Under three thousand IS fighters in Iraq and SyriaThe United States-led international coalition fighting Islamic State estimates fewer than 3,000 fighters belonging to the hardline Sunni militant group remain in Iraq and Syria.

Islamic State’s self-proclaimed caliphate crumbled this year in Syria and Iraq, with the group losing the cities of Mosul, Raqqa and swathes of other territory.

“Current estimates are there are less than 3,000 #Daesh fighters left - they still remain a threat, but we will continue to support our partner forces to defeat them,” US Army Colonel Ryan Dillon tweeted, using an Arabic acronym for Islamic State.

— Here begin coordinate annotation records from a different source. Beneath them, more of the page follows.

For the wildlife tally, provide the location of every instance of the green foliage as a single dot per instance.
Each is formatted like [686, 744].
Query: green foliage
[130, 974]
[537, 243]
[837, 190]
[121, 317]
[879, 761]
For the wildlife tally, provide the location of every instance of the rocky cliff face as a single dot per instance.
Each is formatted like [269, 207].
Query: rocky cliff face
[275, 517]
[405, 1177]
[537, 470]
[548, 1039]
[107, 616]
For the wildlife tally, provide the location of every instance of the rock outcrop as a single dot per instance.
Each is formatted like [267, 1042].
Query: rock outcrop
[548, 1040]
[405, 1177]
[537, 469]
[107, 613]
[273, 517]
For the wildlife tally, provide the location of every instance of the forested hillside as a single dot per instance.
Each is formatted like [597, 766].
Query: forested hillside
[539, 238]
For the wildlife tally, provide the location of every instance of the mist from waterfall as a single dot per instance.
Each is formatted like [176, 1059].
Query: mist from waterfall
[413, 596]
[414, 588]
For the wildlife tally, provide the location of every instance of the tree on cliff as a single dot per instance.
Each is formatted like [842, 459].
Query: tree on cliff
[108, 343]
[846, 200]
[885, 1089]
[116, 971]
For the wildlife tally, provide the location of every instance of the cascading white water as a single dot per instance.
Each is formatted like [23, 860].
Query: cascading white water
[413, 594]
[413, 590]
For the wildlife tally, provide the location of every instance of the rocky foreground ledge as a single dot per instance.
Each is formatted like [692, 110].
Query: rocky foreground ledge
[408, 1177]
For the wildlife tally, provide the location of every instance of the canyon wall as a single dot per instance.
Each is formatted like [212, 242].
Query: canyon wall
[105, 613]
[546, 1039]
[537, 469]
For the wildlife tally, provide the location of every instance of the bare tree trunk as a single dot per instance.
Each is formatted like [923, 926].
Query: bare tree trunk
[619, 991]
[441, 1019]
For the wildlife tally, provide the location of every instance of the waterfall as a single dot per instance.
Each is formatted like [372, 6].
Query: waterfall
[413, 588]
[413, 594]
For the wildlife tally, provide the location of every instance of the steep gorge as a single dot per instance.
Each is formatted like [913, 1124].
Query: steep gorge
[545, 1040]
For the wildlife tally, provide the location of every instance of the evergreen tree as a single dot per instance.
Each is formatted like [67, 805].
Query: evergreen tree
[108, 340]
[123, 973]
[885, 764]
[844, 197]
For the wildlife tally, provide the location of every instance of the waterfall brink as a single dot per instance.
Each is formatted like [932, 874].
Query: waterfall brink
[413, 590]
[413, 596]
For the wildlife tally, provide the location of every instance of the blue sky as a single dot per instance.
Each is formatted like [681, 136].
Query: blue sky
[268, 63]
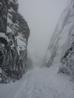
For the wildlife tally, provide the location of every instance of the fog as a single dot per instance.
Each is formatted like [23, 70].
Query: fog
[42, 17]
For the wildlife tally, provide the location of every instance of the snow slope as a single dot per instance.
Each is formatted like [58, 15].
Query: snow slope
[39, 83]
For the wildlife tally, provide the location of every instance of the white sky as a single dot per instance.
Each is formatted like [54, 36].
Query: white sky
[42, 17]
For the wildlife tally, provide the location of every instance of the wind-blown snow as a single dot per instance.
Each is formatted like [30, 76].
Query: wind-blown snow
[39, 83]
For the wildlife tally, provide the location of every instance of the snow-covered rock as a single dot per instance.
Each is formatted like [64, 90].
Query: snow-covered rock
[61, 44]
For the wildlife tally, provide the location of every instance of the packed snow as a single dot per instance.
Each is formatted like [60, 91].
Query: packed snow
[39, 83]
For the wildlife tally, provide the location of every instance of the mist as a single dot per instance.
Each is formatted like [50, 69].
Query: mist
[42, 17]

Dillon’s tweet was part of his response to an online question and answer session in which he said the coalition trained 125,000 members of Iraqi security forces, including 22,000 Kurdish Peshmerga fighters.

Asked if the United States planned to build permanent military bases in Iraq or Syria following the defeat of Islamic State, Dillon said it would not. “No - the Government of #Iraq knows where and how many from Coalition are here to support operation to defeat #Daesh; all bases are #Iraqi led,” he tweeted.

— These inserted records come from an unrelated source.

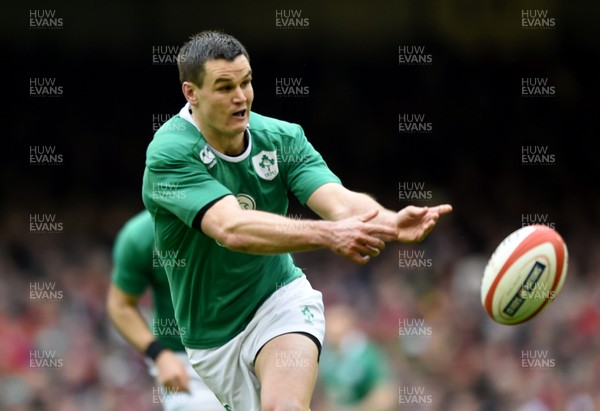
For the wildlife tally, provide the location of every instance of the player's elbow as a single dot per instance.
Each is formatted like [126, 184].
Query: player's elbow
[229, 237]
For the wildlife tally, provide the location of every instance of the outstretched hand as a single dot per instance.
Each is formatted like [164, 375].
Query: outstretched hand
[359, 238]
[415, 223]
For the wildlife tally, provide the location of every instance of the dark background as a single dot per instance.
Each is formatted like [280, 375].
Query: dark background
[348, 56]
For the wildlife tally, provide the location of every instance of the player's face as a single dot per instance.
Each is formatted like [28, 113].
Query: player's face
[225, 98]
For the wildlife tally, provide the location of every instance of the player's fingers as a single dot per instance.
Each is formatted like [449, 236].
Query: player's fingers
[443, 209]
[381, 231]
[368, 216]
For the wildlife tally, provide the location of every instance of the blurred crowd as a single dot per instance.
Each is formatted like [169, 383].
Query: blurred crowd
[60, 353]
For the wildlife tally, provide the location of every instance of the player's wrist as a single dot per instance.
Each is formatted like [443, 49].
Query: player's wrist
[154, 349]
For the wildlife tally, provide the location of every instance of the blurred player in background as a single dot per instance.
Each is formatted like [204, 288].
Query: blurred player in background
[136, 267]
[355, 374]
[217, 189]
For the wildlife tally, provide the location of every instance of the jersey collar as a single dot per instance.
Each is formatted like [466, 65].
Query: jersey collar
[186, 114]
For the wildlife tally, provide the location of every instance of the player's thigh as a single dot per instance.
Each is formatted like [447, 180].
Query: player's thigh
[287, 368]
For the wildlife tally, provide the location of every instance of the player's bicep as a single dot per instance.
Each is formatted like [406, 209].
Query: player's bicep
[330, 201]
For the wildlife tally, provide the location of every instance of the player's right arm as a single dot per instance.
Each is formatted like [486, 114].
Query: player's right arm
[125, 315]
[258, 232]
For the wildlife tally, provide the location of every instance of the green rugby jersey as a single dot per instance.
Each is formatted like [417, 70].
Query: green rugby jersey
[216, 291]
[349, 374]
[136, 266]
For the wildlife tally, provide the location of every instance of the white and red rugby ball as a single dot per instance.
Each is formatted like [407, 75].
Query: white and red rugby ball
[524, 274]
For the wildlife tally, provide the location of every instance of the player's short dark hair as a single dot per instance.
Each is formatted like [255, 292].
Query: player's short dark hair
[204, 46]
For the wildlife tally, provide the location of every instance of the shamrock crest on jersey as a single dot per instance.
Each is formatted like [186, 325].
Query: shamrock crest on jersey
[265, 164]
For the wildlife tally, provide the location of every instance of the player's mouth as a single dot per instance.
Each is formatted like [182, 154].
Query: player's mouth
[240, 114]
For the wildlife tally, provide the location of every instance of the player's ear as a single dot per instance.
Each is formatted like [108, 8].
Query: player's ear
[189, 92]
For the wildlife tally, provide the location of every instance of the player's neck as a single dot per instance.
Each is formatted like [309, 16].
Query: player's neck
[231, 146]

The coalition will begin a transition from retaking territory to consolidating gains, it later said in a statement following a meeting of its leaders with Iraqi military commanders.

“We will continue to support our Iraqi partners in the battle against ISIS (Islamic State) with training, equipment, advice and assistance,” said Major General Felix Gedney, coalition Deputy Commander for Strategy and Support.

“The next phase will focus on provision of lasting security, while developing Iraqi sustainability and self-sufficiency,” he said.

The coalition was responsible for “liberating more than 4.5 million Iraqis and over 52,200 square kilometres of territory,” the statement said. It is under fire for the number of civilian casualties resulting from air strikes carried out in support of local forces.

Coalition strikes unintentionally killed at least 801 civilians between August 2014 and October 2017, a lower figure than that provided by monitoring groups.

Monitoring group Airwars says at least 5,961 civilians were killed in coalition air strikes.

The coalition says it goes to great lengths to avoid civilian casualties and it is still assessing 695 reports of casualties from strikes in Iraq and in Syria.